High-level architecture

Rendering diagram…

Components explained — this design

Component	What it is	Why we use it here
Redis client library	Cluster-aware driver handling MOVED/ASK.	Redis Cluster shards keys; client must follow redirects and maintain connection pools.
Primary / Replica shards	Redis primary writes; replicas async-replicate for reads.	Read scaling + HA; replicas may return slightly stale data — acceptable for many caches.
Gossip / cluster bus	Nodes exchange topology and failure signals.	Enables automatic failover when a primary dies without manual DNS edits.

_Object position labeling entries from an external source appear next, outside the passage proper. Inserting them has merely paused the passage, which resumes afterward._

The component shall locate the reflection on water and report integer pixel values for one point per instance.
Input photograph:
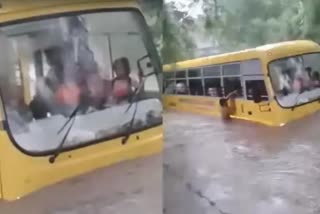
(241, 166)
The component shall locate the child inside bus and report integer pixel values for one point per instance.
(316, 79)
(123, 85)
(226, 109)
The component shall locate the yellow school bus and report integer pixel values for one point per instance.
(59, 115)
(274, 83)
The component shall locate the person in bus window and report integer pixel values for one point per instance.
(316, 79)
(123, 85)
(307, 79)
(213, 92)
(228, 108)
(285, 82)
(181, 88)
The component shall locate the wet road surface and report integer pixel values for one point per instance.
(132, 187)
(211, 167)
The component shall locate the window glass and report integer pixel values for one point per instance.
(181, 74)
(213, 87)
(231, 69)
(232, 84)
(57, 65)
(196, 87)
(194, 73)
(258, 87)
(251, 67)
(170, 87)
(212, 71)
(168, 75)
(296, 80)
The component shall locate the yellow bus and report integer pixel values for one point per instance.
(274, 83)
(79, 90)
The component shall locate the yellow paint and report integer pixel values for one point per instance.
(21, 174)
(268, 113)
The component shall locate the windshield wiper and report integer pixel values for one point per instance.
(71, 118)
(134, 100)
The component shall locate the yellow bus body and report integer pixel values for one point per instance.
(266, 112)
(21, 174)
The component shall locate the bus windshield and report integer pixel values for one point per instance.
(296, 80)
(51, 66)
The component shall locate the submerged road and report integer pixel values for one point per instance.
(211, 167)
(132, 187)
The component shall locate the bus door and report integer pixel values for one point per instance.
(256, 96)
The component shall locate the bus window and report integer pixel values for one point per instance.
(90, 66)
(194, 73)
(182, 88)
(231, 70)
(256, 86)
(180, 74)
(196, 87)
(213, 71)
(213, 87)
(231, 84)
(293, 79)
(170, 87)
(251, 67)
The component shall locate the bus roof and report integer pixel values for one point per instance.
(269, 52)
(11, 10)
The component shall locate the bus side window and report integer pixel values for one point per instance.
(170, 87)
(213, 87)
(196, 87)
(195, 82)
(256, 88)
(232, 84)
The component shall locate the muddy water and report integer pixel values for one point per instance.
(132, 187)
(240, 167)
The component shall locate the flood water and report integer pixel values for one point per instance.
(131, 187)
(212, 167)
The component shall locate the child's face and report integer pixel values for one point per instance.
(121, 71)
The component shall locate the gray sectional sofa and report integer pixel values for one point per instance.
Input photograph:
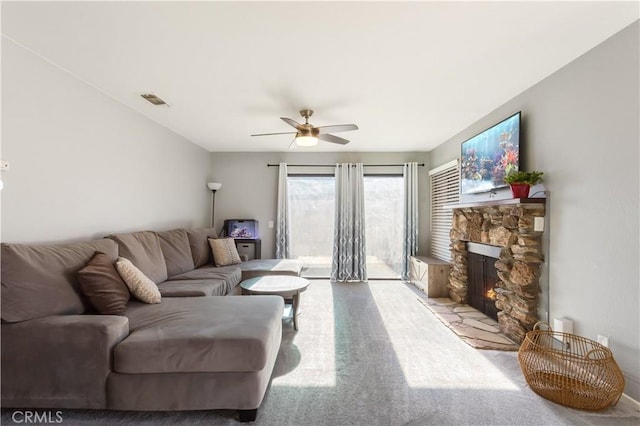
(202, 347)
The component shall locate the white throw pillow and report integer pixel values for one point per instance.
(139, 284)
(224, 251)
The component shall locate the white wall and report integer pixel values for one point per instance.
(250, 188)
(582, 128)
(83, 165)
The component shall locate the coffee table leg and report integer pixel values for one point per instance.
(294, 308)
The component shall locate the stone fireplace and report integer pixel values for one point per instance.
(514, 227)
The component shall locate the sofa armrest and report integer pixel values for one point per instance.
(59, 361)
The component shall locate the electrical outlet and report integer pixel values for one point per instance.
(603, 340)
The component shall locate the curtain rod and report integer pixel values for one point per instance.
(333, 165)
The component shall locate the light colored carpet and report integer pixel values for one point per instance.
(372, 354)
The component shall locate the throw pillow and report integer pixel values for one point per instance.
(101, 284)
(139, 284)
(224, 251)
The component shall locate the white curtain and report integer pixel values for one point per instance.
(283, 249)
(349, 262)
(410, 222)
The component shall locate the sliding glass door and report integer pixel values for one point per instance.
(312, 203)
(383, 206)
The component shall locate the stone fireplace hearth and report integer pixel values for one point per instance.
(515, 226)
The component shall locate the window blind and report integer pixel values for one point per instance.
(445, 189)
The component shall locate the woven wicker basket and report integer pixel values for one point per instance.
(570, 370)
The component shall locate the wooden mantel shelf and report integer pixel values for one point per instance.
(491, 203)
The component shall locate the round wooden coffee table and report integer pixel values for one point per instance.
(287, 286)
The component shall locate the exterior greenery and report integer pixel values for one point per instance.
(530, 178)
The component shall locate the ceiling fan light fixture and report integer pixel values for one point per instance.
(306, 140)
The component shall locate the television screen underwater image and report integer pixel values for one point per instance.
(489, 156)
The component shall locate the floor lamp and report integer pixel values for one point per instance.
(213, 186)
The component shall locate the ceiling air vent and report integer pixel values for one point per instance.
(154, 99)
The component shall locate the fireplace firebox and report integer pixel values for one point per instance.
(482, 277)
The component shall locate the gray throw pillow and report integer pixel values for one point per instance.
(101, 284)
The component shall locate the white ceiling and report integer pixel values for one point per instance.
(409, 74)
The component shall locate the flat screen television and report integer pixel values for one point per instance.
(241, 228)
(489, 156)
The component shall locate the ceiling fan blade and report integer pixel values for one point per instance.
(333, 139)
(277, 133)
(291, 122)
(337, 128)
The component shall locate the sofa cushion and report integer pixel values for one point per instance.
(200, 249)
(193, 288)
(259, 267)
(103, 286)
(139, 284)
(230, 275)
(200, 334)
(41, 280)
(176, 250)
(143, 250)
(225, 252)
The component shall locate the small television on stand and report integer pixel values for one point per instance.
(241, 229)
(489, 156)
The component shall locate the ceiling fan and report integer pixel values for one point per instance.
(308, 135)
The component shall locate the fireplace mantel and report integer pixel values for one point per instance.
(491, 203)
(513, 226)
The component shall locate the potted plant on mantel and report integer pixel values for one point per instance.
(521, 182)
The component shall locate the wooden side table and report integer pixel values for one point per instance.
(287, 286)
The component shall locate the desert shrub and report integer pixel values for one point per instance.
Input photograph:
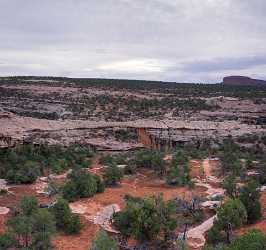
(7, 241)
(104, 242)
(229, 184)
(231, 215)
(250, 197)
(146, 219)
(31, 226)
(179, 170)
(112, 175)
(81, 184)
(66, 221)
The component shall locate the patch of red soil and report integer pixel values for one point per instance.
(3, 219)
(81, 241)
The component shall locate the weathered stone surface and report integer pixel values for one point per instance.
(243, 80)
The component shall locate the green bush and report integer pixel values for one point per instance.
(81, 184)
(146, 219)
(231, 215)
(229, 184)
(112, 175)
(7, 241)
(253, 240)
(66, 221)
(250, 197)
(32, 227)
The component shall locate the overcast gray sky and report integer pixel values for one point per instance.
(173, 40)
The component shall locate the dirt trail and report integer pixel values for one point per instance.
(196, 236)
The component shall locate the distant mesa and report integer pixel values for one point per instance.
(242, 81)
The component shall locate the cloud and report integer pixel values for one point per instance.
(182, 40)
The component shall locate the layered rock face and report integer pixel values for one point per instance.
(243, 81)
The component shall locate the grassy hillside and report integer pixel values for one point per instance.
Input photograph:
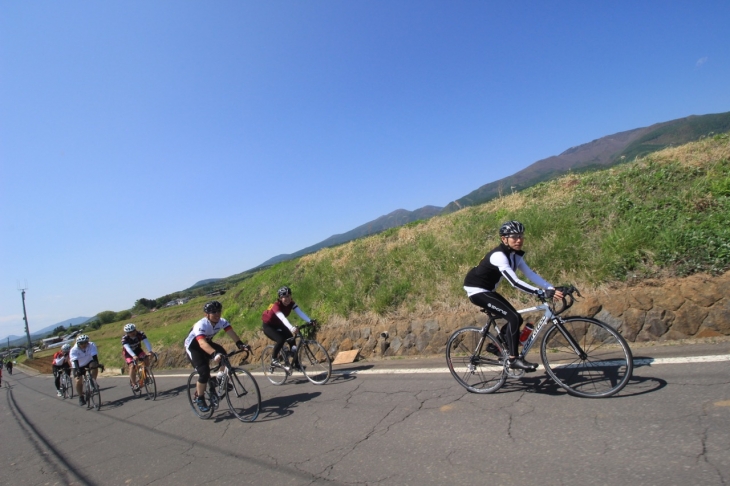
(666, 214)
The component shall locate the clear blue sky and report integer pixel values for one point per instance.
(145, 146)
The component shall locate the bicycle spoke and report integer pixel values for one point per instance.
(477, 372)
(275, 374)
(315, 362)
(243, 395)
(603, 368)
(192, 395)
(150, 385)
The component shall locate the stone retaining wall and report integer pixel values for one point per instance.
(653, 310)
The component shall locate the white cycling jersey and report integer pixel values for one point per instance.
(205, 329)
(83, 356)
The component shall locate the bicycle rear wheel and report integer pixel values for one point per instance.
(315, 362)
(276, 374)
(193, 395)
(94, 396)
(243, 395)
(67, 389)
(478, 372)
(150, 386)
(600, 367)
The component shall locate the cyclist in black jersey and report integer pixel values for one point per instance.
(481, 283)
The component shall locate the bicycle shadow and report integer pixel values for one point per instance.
(171, 393)
(543, 384)
(280, 407)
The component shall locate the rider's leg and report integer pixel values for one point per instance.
(501, 307)
(57, 376)
(79, 383)
(132, 372)
(278, 333)
(201, 363)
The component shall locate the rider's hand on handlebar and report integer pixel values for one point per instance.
(558, 295)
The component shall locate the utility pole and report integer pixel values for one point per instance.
(29, 351)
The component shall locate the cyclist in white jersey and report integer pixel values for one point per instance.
(83, 355)
(201, 349)
(481, 283)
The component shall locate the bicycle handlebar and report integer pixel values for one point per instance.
(567, 301)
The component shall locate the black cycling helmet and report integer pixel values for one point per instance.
(511, 228)
(212, 307)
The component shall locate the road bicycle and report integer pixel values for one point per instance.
(66, 384)
(313, 359)
(90, 388)
(586, 357)
(237, 385)
(145, 379)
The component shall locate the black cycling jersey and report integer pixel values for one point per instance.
(488, 274)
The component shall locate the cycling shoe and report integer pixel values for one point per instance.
(521, 364)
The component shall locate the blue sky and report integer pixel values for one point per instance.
(145, 146)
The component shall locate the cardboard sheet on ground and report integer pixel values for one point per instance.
(344, 357)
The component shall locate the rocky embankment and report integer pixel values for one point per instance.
(652, 310)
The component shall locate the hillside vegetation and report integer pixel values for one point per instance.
(667, 214)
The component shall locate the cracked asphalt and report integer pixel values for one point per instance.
(670, 425)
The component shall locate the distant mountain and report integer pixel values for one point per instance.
(603, 152)
(399, 217)
(42, 333)
(204, 282)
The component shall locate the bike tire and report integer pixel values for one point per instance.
(315, 362)
(138, 391)
(275, 374)
(478, 373)
(94, 398)
(244, 399)
(150, 385)
(67, 389)
(604, 367)
(192, 395)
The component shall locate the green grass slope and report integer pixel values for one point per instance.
(664, 215)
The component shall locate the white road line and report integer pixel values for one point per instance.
(402, 371)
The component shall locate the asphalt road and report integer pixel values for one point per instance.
(392, 423)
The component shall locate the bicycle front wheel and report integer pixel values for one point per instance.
(315, 362)
(94, 399)
(475, 369)
(150, 386)
(193, 396)
(243, 395)
(596, 364)
(275, 374)
(67, 388)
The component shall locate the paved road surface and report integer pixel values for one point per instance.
(671, 425)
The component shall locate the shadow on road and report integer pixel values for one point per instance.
(637, 385)
(280, 407)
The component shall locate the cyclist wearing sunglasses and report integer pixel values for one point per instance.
(277, 327)
(132, 350)
(201, 349)
(83, 355)
(481, 283)
(61, 364)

Shared definitions: 00-glossary-common-services.md

Low-level design

Deployment choices

Option	When
ElastiCache Redis Cluster	AWS native, ops minimized
Azure Cache for Redis Enterprise	Active geo-replication
KeyDB	Multi-threaded, Redis protocol compatible
Memcached	Pure cache, no structures — simpler but fewer features

Cache patterns

Cache-aside: app reads DB on miss, populates cache.
Write-through: write cache + DB synchronously — stronger consistency, slower writes.
Write-behind: write cache first, async flush — risky on crash unless durable queue.

Eviction

allkeys-lru vs volatile-ttl — choose based on whether every key should be evictable.

Hot keys

Problem: one celebrity user key on one shard.
Mitigations: local in-process cache; read replicas; application-level sharding user:1234:slot{n}.

E2E: cache-aside read

Rendering diagram…

Tricky parts

Problem	Solution
Thundering herd on expiry	Jitter TTL; singleflight mutex per key
Stampede after cold start	Warmup job; probabilistic early refresh
Large values	Compress (Snappy); or split hash fields

Caveats

Redis is not a queue at scale (BLPOP pitfalls) — prefer SQS / RabbitMQ for durable work queues.
TLS overhead — use VPC peering + in-transit TLS where compliance demands.

Security

AUTH password + ACL users per service; no public endpoints; Redis 6 ACL least privilege.